Mai banale Eraldo Pecci, come quel 44 pianta larga che calzava. Lui tutto fosforo e tecnica in campo, ma con i «piedoni» più vicini a quelli del tedesco Netzer che all’argentino Maradona. Nel Napoli pre scudetto, Pecci, disputò una trentina di partite tra campionato e coppa. «Un anno senza Diego è dura ma anche cinquecento senza Leonardo Da Vinci». Eccolo qui Pecci, che sottolinea come…«Il web ma anche sui quotidiani, Maradona è stato ricordato per quello che ha fatto nello sport e non nella vita reale. Chi lo criticava lo faceva per invidia o aveva un bel po’ di rogna. Il più forte? Ma sa, io vedo il calcio come un grande palazzo. Dalle fondamenta fino all’attico ci sono buoni e ottimi giocatori. Su là in alto ve ne sono pochi. Pelè, Di Stefano Cruyff e compagnia bella. Sì, Diego era davvero un extraterrestre».

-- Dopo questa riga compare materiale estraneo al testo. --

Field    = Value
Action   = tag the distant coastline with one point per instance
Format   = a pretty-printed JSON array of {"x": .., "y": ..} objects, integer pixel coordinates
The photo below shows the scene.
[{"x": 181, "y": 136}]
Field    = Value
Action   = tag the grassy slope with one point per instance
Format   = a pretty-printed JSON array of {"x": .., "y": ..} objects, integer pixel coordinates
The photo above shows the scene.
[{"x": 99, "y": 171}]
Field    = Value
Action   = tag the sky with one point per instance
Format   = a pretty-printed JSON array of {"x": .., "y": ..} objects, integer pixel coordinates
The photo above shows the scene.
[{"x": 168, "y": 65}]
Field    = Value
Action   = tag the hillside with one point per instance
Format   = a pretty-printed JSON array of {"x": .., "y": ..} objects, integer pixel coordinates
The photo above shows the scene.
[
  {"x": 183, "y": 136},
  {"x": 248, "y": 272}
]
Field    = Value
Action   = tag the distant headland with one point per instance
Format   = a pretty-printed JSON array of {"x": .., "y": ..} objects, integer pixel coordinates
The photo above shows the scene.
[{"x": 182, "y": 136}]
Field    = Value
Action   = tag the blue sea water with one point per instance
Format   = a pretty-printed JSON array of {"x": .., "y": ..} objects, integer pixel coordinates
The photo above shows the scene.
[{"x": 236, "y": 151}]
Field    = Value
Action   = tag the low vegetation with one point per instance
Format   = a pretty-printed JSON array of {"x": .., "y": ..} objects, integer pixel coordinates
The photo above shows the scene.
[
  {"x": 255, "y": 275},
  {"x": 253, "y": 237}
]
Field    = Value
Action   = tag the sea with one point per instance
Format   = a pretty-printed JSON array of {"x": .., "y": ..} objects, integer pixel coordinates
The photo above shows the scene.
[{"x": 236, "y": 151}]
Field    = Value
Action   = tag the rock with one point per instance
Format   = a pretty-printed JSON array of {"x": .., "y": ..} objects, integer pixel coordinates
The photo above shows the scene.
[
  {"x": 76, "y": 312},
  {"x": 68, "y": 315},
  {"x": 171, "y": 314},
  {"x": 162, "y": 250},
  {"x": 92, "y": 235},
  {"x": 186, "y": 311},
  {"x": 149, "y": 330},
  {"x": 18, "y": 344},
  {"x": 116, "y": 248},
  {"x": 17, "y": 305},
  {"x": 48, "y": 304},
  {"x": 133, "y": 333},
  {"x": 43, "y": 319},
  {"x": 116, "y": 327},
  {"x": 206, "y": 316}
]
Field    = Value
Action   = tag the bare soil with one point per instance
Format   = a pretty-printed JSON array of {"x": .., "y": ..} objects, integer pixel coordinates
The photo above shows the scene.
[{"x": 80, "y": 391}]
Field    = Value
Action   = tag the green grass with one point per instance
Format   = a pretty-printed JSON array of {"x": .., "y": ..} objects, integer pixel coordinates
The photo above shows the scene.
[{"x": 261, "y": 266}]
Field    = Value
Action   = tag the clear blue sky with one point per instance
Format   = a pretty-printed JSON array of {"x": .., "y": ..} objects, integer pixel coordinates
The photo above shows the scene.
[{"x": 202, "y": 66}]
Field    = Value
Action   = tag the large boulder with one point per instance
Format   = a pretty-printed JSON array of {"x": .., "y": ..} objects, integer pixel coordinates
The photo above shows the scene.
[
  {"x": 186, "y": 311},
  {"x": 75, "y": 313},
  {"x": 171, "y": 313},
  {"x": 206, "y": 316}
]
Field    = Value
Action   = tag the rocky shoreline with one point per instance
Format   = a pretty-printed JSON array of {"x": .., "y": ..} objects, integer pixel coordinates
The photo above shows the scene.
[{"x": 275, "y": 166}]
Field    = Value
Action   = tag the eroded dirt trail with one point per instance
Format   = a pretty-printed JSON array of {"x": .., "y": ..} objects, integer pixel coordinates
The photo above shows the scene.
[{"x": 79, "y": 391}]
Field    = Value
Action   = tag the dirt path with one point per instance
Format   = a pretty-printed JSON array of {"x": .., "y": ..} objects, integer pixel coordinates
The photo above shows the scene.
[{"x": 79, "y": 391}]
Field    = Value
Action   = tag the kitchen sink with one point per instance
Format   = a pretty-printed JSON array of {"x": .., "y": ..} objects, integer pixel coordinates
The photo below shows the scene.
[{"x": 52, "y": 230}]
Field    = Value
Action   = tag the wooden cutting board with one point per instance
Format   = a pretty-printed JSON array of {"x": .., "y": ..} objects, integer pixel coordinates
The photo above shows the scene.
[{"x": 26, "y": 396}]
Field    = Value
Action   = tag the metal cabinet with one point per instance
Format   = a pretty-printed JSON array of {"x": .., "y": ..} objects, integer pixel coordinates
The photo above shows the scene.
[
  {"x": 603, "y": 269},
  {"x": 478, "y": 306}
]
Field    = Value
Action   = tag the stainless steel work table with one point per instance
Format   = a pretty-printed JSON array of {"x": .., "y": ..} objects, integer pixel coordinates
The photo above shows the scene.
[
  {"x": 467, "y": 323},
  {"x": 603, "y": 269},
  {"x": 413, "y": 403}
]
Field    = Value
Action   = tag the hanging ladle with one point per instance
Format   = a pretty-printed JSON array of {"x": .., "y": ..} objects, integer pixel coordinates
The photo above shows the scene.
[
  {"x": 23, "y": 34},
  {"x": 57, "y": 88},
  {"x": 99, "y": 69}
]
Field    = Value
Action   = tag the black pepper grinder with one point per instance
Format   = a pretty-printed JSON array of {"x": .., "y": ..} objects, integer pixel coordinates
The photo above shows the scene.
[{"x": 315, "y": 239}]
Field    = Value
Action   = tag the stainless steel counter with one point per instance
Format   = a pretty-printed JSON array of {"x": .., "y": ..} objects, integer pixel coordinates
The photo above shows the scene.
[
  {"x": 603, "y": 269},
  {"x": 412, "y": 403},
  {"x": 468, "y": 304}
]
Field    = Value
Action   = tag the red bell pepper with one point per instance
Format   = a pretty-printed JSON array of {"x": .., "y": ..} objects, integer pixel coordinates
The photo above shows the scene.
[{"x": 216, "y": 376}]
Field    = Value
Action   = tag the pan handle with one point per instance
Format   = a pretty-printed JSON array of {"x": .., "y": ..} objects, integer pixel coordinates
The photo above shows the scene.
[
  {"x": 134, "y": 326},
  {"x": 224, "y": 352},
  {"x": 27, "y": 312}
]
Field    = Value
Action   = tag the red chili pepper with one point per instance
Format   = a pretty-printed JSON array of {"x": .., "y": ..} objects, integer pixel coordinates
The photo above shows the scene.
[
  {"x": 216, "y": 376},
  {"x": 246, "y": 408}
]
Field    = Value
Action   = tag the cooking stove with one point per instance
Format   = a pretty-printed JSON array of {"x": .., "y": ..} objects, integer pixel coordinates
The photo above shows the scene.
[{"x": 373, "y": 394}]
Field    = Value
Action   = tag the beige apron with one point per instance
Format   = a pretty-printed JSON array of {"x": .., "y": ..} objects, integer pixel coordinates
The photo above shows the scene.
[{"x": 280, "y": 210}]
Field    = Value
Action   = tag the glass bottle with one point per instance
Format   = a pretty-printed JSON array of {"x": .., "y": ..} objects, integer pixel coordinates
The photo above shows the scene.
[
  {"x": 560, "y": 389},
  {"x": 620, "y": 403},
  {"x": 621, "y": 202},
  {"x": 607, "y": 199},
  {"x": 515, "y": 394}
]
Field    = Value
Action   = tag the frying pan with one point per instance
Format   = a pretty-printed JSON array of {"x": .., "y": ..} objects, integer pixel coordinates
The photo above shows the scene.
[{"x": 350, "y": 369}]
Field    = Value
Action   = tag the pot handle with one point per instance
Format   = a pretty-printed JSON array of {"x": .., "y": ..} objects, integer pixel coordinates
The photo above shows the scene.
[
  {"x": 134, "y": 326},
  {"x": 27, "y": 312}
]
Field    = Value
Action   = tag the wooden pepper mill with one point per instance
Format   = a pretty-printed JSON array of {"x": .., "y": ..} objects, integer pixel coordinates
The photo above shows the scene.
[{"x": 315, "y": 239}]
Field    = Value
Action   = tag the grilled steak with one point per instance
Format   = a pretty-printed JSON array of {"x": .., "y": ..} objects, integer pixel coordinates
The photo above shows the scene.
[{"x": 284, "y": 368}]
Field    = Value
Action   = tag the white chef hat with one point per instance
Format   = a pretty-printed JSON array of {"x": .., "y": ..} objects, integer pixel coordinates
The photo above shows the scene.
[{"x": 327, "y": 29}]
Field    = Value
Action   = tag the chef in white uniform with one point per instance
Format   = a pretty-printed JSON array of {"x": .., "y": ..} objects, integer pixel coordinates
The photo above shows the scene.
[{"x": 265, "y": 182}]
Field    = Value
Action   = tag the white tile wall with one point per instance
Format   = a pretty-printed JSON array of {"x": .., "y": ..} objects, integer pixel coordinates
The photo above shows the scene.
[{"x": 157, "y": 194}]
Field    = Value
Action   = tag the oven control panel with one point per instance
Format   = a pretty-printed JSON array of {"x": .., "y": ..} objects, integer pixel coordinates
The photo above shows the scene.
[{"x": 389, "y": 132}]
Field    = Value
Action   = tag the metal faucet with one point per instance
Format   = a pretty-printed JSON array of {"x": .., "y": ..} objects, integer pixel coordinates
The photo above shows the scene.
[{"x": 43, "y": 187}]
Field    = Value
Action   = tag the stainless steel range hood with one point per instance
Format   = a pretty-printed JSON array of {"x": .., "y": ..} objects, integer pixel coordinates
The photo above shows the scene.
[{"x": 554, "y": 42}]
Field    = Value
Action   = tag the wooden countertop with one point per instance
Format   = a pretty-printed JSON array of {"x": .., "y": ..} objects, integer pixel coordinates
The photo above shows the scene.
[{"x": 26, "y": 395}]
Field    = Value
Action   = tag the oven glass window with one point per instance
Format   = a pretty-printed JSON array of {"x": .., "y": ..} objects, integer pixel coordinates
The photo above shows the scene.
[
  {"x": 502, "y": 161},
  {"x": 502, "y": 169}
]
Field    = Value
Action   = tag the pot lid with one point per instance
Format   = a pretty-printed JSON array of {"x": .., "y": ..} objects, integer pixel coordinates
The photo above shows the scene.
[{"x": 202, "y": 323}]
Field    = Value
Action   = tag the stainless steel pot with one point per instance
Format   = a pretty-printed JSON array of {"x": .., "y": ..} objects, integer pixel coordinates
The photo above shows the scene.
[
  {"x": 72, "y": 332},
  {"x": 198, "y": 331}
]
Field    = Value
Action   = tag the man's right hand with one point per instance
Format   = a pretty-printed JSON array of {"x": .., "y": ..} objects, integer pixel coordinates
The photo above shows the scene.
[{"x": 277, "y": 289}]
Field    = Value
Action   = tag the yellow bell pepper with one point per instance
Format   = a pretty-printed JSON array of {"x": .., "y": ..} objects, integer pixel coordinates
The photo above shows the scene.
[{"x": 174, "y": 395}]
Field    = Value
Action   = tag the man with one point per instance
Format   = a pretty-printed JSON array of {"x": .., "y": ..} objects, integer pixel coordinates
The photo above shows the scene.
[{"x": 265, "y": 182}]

Testimone oculare Segnò Pecci in quel Napoli-Verona 5 a 0 della stagione 1985/’86. Era il 20 ottobre. All’Hellas dei titolari mancavano Verza e Galderisi. Troppo poco per spiegare una manita così clamorosa. «Sì, sì ho segnato alla fine. La rete da cineteca la fece Maradona da metà campo. Noi stavamo bene, mentre i gialloblù si stavano riorganizzando dopo lo scudetto. Che squadre c’erano ma erano tempi diversi. Oggi se non corri non vai da nessuna parte. Il Napoli non deve sottovalutare questo Verona» continua l’ex azzurro, «i gialloblù ora sono una brutta gatta da pelare. Sono in fiducia e poi come l’Atalanta possono mettere in difficoltà chiunque. Finchè hanno benzina vanno, poi magari pagano lo sforzo ma avete visto con la Juve? Hanno retto sino alla fine. Credo che la squadra di Spalletti abbia qualcosa in più però. È più quadrata rispetto alla passata stagione ed ha giocatori che possono risolvere la partita in ogni momento».